The 2020 Belarusian presidential elections provoked a severe political crisis that continues to this day. Over the past two years, Belarusians have faced unprecedented brutality from the authorities. This performance, in which the author gazes silently into the camera, was an emotional reaction to the news about a student having been detained for expressing her gratitude to one of her teachers, who had been arrested.
The article is devoted to reflecting on silence and speaking in the dreams of people in Russia after the 24th of February 2022. Our two-stage analysis of dream narratives and dreamers’ comments on them uncovers several key topics related to speaking and silence. Interpreting them with the apparatus of sociology, we conclude that these dreams provide a space for restoring agency that had been lost in real life.

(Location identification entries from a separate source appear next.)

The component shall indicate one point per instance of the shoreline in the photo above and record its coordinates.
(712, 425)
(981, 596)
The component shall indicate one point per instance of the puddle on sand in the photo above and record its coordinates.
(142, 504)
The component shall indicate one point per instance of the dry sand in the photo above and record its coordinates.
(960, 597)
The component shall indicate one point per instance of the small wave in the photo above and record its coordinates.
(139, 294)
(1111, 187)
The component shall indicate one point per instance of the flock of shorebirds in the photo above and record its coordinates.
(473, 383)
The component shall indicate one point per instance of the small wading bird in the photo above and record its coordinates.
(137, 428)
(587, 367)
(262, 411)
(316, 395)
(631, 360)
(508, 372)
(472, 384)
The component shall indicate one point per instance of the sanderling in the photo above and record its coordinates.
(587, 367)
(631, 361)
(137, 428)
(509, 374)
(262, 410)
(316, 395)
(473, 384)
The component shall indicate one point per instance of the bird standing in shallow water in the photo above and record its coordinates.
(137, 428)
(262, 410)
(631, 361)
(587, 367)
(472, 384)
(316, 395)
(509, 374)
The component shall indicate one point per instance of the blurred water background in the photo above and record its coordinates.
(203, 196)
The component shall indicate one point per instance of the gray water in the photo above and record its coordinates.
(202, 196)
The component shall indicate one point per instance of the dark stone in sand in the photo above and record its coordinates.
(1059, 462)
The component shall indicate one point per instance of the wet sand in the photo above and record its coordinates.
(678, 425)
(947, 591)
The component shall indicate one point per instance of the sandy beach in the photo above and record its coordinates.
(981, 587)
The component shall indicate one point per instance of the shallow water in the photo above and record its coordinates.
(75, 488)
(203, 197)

This project consists of a short introductory essay on the relationship between silence and resistance and a photographic account of what happened when a fictional young woman decided to conspicuously resist Saint Petersburg’s 2022 National Flag Day celebrations.
This visual essay analyzes the two nodes within the above-mentioned system of evaluating negative spaces: a void and an abyss. Thinking through the lens of different occurrences, the text proposes their definitions (values) at different points of the punishment timeline for the use of silent, idle, and resting activists and artists who found themselves under the scorching heat of looming gore.
This poetic essay considers how politics changes optics of reading poems written more than fifty years ago. The author compares her feelings about Vsevolod Nekrasov’s text 'I’m silent/stay silent’ before and after the events of February 24, 2022.
This paper, through theory and the authors’ own pedagogical and critical spatial practice, explores the ways in which myths and fairytales may suggest playful and collective storytelling to create a plurality of meanings and corporeal engagements that are often silenced through the hegemonic structures of society.
This essay observes and analyzes the practices of a new generation of Russian women artists and their regionally unique politicized and feminist engagement with esoterica and the tactics of occultism and mythmaking.
By analyzing the coverage of the Erste Russische Kunstausstellung (First Russian Art Exhibition), which took place in Berlin in 1922, in newspapers and art journals, mostly from the Weimar Republic, this article highlights the Western interpretation of the newly discovered suprematism and constructivism as well as their radical new aesthetics.
This essay examines works of photographers who explore urban environments in West Africa by establishing an intimate relationship with a place, opening avenues for multiple ways of seeing. This contribution shows how this personal dimension allows photographers to transcend objectivity and go beyond epistemic violence based on the opposition of ‘right’ and ‘wrong.’
This article analyzes extant Russian-as-a-foreign-language (RAF) textbooks aimed at migrant workers. The authors analyze the books in the broader context of migration in today’s Russia from anthropological, pedagogical, and linguistic perspectives.
This essay deals with the concept of sanctuary in relation to Afrodiasporic and postmigrant formations of identity. It discusses coexisting and alternating cultural identities through the work of Russian-Ghanaian artist and photographer Liz Johnson Artur.
This article analyzes the Soviet science-fiction film Per Aspera ad Astra [Cherez ternii k zvezdam, 1980] using the lens of sanctuary.